Mater Dei Catholic High School (often called Breese Mater Dei), is a Catholic, co-educational high school in Breese, Illinois, United States, in the Roman Catholic Diocese of Belleville. It was founded in 1954 through the merger of St. Dominic's High School in Breese and St. Mary's High School in Carlyle, Illinois.

The academic program is accredited by North Central Association of Colleges and Schools, and holds a Certificate of Recognition from the Illinois State Board of Education.
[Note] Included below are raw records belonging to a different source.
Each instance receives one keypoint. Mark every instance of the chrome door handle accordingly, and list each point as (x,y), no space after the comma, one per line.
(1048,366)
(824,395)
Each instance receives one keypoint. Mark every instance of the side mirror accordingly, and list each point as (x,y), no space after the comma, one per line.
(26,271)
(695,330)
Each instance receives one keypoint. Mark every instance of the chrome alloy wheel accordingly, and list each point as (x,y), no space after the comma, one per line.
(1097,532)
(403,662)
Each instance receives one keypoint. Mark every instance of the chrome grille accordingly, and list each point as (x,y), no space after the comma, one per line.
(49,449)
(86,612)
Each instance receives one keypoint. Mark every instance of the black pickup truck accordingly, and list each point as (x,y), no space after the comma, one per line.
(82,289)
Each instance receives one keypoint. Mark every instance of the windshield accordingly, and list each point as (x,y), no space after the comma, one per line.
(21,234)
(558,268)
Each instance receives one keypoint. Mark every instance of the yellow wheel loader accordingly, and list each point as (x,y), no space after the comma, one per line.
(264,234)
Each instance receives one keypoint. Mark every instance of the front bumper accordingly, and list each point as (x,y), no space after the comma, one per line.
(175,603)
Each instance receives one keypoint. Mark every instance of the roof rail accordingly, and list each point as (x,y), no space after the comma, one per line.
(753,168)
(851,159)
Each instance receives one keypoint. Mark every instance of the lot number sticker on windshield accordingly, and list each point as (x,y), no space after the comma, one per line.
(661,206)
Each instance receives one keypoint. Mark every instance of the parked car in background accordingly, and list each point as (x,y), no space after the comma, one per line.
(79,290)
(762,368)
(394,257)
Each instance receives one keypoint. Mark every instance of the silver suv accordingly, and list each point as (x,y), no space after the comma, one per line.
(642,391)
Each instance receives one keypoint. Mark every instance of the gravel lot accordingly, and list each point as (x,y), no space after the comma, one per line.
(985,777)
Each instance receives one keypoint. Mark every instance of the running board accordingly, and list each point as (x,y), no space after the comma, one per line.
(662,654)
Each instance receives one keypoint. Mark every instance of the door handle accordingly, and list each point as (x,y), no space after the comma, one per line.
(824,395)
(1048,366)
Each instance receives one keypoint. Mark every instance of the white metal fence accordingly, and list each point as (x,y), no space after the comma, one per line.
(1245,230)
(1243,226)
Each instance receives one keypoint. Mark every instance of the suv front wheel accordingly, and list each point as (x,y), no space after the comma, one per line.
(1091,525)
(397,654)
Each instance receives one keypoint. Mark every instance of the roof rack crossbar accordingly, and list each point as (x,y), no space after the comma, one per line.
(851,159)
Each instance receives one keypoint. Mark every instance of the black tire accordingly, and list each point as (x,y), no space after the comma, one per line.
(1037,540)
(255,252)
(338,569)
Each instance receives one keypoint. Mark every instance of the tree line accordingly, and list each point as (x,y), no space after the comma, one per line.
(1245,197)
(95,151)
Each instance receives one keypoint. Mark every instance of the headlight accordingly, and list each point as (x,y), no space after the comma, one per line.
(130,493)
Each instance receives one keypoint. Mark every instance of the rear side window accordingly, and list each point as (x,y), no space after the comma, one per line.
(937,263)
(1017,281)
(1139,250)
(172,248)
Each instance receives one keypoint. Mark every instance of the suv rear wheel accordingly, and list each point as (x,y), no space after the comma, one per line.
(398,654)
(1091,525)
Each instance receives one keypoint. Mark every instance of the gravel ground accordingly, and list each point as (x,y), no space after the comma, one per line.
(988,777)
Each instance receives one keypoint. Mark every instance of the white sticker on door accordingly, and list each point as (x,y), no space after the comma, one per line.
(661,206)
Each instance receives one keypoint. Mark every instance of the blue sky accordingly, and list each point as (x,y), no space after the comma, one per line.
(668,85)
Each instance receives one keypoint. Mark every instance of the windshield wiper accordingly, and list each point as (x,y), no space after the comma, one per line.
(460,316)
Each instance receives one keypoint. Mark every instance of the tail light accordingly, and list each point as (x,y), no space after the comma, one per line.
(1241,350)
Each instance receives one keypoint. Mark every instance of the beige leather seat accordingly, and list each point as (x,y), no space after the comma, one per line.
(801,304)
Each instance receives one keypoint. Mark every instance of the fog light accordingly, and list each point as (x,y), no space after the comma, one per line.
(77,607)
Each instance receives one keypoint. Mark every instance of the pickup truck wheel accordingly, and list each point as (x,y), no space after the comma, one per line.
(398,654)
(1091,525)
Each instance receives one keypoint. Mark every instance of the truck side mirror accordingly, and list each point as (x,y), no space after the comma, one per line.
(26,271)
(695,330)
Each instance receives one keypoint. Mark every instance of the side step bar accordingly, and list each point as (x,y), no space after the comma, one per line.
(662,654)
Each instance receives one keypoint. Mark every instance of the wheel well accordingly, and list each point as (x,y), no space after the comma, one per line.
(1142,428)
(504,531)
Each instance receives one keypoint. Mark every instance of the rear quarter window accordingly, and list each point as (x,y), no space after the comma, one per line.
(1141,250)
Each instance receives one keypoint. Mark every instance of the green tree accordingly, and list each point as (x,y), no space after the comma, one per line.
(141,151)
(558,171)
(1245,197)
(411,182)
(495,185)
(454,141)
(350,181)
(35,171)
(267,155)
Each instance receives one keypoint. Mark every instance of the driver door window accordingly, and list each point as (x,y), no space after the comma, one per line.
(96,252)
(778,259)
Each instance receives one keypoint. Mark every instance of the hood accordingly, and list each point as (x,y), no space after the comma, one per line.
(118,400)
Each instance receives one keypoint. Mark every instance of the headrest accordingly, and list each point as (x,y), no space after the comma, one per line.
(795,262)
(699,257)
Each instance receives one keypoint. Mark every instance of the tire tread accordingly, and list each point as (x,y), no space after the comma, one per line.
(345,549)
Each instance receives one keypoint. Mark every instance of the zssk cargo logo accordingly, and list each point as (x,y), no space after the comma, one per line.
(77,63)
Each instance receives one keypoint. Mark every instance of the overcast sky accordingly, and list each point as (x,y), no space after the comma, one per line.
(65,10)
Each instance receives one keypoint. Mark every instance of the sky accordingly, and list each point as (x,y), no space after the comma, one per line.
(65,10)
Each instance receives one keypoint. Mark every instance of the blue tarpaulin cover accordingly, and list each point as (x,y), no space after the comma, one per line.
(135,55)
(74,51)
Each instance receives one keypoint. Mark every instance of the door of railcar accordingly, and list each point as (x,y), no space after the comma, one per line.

Recent developments at Mater Dei include the construction of a new east wing, expanding facilities by adding a new band room, weight room, and gym. In addition, they added an outdoor football / soccer facility with a turf playing surface

==Parishes represented==
St. Boniface, St. Mary-Centralia, St. Bernard, St. Mary-Edwardsville, St. Rose, St. Felicitas, St. Stephen-Caseyville, St. Francis, St. Teresa-Marydale, St. George, St. Josephs, St. Paul, St. Dominics, St. Mary-Carlyle, St. Augustines, St. Cecilias, St. Marys-Trenton, St. Anthonys- Beckemeyer, and St. Damian. The school also has many students with other religious affiliations, most predominantly among those is that of the Protestant tradition.

==Student activities==
The school offers over 23 clubs covering areas from academic and performing arts to ministry and leadership. Clubs include: Chess club, Book club, Science Club, Scholar Bowl, Teens for Life (Prolife Group), Saint Vincent DePaul Society, Student Council, Student Ambassadors, Peer Advisers, Liturgical Planning Core, Liturgical Music Group, Spring Musical, Fall Play, and others. The high school also has a student newspaper (Lance) and a student designed yearbook (Knight).

==Athletics==
The school sponsors teams in basketball, bowling, cross country, golf, soccer, and track & field for both boys and girls. The school sponsors teams in baseball and football for boys, while girls also compete in cheerleading, softball, and volleyball. The school is an independent school which does not participate in a conference or league, but is a member of the Illinois High School Association (IHSA) which sponsors and governs statewide competition in many sports. For most of its history, Mater Dei competed in the Class A, or smaller school classification. In recent years, the use of a multiplier on private schools has raised the school to the larger class (AA). They now compete in class 3A of the newly implemented four-class system.

The following teams have won their respective state tournaments sponsored by the IHSA:

- Cross Country (girls): 2003-2004
- Golf (boys): 1993-94, 2019-2020
- Volleyball (girls): 1987–88, 1993–94, 1994–95, 1995–96, 2001–02, 2010–11, 2011-2012, 2023-2024, 2024-2025
- Basketball (girls): 2022-2023
- Basketball (boys): 2019-2020 (Final Four- cancelled due to Covid-19)

==Notable athletic events==
Every September, the school and neighboring Central Community High School play a football event named the Milk Bowl. A traveling trophy in the shape of a traditional milk can is awarded to the winning team to hold for the following year. The event gives both schools the most profit out of all athletic games, activities, etc. and is evenly shared between both. The game's location alternates each year between the schools' football fields. Mater Dei High School also hosts an annual Christmas Basketball Tournament beginning on December 26 every year since 1960.